Baltimore Mayor Brandon Scott did not address Moore’s veto directly or call on General Assembly Democrats to override it, but he did express a desire to see reparations discussed at the federal level.
“Anybody that doesn’t understand that African Americans in this country are owed a lot… sh ould really have a deeper thought,” Scott said during his May 21 news conference.
Green Party gubernatorial candidate Andy Ellis, who is white, has made reparations for Black citizens a key component of his platform. Ellis previously suggested Moore “hoped” he never had to take a strong position on reparations so he wouldn’t become politically burdened by the issue if he runs for president in 2028 — an ambition the governor has publicly denied.

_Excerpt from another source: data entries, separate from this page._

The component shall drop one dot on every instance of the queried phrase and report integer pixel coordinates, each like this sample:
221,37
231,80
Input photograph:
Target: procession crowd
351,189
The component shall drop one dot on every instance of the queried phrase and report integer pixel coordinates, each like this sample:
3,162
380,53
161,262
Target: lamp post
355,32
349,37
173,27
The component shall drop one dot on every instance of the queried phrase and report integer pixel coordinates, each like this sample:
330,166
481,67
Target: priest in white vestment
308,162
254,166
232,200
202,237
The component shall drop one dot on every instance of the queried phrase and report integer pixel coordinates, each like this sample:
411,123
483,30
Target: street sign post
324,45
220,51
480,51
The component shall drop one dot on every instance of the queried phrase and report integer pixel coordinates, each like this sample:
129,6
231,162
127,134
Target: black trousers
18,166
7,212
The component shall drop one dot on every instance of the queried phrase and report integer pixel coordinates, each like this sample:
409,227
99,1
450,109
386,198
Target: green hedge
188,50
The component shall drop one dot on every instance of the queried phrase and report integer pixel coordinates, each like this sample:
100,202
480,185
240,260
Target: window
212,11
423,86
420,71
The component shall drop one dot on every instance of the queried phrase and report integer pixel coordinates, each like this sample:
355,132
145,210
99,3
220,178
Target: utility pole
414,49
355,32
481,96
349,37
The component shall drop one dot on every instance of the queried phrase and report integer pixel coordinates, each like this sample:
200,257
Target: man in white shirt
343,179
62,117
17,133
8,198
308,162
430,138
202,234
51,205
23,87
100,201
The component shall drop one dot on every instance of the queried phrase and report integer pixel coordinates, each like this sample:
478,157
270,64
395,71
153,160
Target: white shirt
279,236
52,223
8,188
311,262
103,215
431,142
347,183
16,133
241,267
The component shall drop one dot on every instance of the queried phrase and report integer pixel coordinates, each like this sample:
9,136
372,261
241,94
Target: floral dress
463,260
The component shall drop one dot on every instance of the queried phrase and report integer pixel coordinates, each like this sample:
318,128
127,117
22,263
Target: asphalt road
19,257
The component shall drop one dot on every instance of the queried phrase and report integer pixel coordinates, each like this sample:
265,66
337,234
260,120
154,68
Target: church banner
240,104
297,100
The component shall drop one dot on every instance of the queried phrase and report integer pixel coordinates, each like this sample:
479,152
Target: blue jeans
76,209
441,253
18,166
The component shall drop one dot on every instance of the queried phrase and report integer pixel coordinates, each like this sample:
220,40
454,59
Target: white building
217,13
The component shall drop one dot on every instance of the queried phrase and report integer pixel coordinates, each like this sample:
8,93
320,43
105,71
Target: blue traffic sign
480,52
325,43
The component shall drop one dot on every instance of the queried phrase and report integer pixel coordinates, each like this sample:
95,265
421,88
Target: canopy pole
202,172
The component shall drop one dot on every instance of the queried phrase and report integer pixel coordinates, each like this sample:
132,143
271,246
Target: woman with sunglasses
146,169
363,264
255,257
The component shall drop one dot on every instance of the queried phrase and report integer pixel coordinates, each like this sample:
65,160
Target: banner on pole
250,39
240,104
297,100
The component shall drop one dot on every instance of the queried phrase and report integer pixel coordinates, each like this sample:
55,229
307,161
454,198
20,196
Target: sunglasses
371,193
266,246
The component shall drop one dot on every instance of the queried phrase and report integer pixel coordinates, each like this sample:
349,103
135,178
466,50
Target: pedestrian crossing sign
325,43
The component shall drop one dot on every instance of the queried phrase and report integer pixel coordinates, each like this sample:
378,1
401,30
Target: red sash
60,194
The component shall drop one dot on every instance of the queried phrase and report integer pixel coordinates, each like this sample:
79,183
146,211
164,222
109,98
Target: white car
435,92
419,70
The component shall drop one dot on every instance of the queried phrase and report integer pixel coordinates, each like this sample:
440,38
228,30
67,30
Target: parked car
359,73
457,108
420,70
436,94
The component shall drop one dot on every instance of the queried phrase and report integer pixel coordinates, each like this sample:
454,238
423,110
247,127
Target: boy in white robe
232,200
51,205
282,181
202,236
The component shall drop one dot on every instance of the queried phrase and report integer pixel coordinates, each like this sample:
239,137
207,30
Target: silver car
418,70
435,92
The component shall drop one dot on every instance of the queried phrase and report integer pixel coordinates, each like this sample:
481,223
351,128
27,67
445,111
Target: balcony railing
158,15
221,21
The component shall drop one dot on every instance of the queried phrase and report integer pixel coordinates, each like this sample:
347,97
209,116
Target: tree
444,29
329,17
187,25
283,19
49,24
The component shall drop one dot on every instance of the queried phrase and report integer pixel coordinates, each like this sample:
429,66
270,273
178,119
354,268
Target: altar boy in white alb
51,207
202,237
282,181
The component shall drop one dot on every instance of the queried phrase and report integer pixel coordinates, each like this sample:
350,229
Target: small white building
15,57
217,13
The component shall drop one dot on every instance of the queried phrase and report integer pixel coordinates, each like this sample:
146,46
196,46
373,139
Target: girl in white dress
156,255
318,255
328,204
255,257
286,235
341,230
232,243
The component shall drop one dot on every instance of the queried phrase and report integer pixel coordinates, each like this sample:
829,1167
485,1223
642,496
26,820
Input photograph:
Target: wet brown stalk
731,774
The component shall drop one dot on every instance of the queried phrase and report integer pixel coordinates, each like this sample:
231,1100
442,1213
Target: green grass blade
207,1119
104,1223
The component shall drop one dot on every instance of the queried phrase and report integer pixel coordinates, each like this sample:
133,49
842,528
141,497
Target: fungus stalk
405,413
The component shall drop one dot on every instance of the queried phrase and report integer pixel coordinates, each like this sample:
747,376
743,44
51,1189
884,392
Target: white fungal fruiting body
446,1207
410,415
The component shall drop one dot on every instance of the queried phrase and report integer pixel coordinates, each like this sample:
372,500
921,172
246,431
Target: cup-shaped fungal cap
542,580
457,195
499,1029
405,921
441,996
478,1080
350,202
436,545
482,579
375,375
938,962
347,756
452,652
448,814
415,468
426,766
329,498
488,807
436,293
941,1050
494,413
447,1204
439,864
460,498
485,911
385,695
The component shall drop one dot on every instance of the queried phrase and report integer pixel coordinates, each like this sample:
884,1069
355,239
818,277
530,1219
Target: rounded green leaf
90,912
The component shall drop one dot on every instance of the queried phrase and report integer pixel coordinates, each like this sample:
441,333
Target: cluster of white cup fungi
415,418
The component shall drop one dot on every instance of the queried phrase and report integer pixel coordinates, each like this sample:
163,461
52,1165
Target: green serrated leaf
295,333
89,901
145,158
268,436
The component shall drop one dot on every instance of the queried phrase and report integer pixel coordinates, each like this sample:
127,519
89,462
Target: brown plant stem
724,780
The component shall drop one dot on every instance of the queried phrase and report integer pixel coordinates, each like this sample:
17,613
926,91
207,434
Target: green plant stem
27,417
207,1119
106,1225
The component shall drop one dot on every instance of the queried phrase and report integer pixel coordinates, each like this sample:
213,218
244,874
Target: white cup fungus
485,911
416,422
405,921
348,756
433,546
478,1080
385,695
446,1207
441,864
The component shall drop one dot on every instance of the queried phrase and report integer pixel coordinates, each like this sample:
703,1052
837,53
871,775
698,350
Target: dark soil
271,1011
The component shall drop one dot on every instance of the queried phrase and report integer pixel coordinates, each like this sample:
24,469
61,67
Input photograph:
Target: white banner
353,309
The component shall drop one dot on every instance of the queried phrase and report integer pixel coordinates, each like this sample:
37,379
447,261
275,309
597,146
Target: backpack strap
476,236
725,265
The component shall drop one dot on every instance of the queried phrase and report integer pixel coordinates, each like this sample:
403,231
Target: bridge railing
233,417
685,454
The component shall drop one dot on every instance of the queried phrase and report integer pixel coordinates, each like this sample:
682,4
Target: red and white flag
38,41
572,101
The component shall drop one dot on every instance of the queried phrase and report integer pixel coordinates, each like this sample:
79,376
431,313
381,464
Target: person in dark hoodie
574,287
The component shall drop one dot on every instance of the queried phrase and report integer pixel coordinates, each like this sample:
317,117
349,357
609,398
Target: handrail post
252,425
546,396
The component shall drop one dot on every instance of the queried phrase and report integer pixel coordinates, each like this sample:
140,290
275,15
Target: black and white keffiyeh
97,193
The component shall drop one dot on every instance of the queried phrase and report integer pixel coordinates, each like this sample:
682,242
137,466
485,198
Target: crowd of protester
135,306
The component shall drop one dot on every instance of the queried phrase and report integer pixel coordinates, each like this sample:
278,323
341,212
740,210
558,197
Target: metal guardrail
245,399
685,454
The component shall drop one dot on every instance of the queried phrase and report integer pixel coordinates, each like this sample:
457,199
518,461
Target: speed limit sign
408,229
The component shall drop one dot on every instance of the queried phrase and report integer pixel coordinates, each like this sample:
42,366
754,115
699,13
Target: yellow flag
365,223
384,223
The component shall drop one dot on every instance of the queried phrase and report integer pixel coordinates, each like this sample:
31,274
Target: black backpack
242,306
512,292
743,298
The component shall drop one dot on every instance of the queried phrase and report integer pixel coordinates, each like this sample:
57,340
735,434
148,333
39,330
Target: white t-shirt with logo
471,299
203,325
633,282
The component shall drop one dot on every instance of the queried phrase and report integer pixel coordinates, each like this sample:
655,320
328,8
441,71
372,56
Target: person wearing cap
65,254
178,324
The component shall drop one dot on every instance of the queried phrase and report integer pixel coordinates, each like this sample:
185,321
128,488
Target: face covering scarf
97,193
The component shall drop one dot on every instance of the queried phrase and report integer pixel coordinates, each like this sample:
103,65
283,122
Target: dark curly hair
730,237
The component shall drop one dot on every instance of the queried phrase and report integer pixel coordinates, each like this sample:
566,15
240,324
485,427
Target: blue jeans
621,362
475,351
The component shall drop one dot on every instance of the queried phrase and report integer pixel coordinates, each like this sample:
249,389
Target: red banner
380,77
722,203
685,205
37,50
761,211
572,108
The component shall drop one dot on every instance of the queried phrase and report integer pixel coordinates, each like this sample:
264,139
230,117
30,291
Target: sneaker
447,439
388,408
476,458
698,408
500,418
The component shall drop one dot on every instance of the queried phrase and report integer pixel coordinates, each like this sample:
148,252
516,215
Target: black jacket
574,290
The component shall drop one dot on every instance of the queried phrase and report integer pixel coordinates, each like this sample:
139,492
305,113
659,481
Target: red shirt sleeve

“If he’s serious, let him step off the national TV circuit and debate real solutions right here in Maryland,” Ellis said of Moore in a statement. “The clock is ticking on reparations, climate justice, data centers and energy security, and Maryland deserves leadership, not excuses.”
‘No wiggle room’
The reparations veto also compelled a South Carolina lawmaker, state Rep. John King, to call for Moore to be disinvited from Blue Palmetto Dinner — the governor will be the event’s keynote speaker on Friday, May 30. The dinner is a frequent stop for Democratic presidential candidates given the early timing of South Carolina’s primary elections and the large Black voter base in the state.
“We must make it clear that symbolism without substance is no longer acceptable,” King wrote in an open letter to the South Carolina Democratic Party. “Representation means nothing if it does not come with a commitment to repair the harms inflicted by systemic racism and slavery.”
Dr. Alvin C. Hathaway Sr., pastor emeritus at Union Baptist Church, said that Moore “proverbially grabbed the bull by the horns” by vetoing the reparations package but still agreeing that a “debt is owed,” referencing Black Americans who contributed to “the early stages of the B&O Railroad and started the Industrial Revolution.”
Hathaway urged Moore to specify how to address the different disparities that Black Americans in Maryland face.
“All eyes are on him,” he said. “Not only here locally within the city of Baltimore, the state of Maryland, but nationally, as the only African American governor. What are the actions you’re going to take for what we know has been a historic wrong? So to me, there’s no wiggle room.”